BR5-49
Though their first studio album with a newly reconfigured lineup (including the grandson of bluegrass legend Earl Scruggs) is due out any day now, BR5-49’s well-deserved reputation has been built on its live shows. The five members raised themselves playing five-hour sets four nights a week at Robert’s Western Wear — a combination bar and boot store just across the alley from the Ryman Auditorium — at a time when Nashville’s Lower Broadway district was in disrepair. But the fire-limit-sized mixed crowds of dancing blue-collar workers, music-industry types, punks, and Vanderbilt preppies proved that country music could be fun once again. As much as anyone, BR5-49 is responsible for the resurgence.

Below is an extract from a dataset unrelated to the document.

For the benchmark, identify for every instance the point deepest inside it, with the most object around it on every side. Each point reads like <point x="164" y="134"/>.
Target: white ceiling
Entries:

But after the departure of road-weary band co-founder Gary Bennett and longtime member Jay McDowell in late 2001, the remainder of the group — guitarist-vocalist Chuck Mead, drummer Shaw Wilson, and multi-instrumentalist Donnie Herron — also needed a recharge, so they returned to their downtown roots.

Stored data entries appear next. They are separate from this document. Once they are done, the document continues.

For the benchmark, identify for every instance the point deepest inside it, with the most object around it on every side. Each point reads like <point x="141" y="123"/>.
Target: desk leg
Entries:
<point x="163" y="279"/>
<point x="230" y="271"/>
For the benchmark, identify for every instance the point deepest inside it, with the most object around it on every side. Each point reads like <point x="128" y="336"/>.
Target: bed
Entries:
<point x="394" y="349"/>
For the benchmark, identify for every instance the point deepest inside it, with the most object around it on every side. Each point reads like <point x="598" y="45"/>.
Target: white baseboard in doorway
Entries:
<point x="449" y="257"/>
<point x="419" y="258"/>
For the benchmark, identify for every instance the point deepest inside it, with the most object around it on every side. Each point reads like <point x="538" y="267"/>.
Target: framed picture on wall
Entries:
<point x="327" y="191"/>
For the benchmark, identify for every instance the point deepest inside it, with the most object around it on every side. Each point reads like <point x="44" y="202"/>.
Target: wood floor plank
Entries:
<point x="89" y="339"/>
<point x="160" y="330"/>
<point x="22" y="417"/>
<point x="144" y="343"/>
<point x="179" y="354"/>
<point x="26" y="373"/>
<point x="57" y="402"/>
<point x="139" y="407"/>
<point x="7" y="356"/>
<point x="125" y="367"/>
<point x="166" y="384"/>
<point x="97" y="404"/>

“We played down Lower Broadway pretty much all that winter,” says Herron. “We played under the name Hillbilly All-Stars, which was kind of a rotating thing. We went right back there and found two guys that were playing on the street — the same street we were playing at, the same bars we were playing at down there — and we went, ‘Hey man, this feels like it should.’ It was a lot of fun,” Herron says, “and it still is.”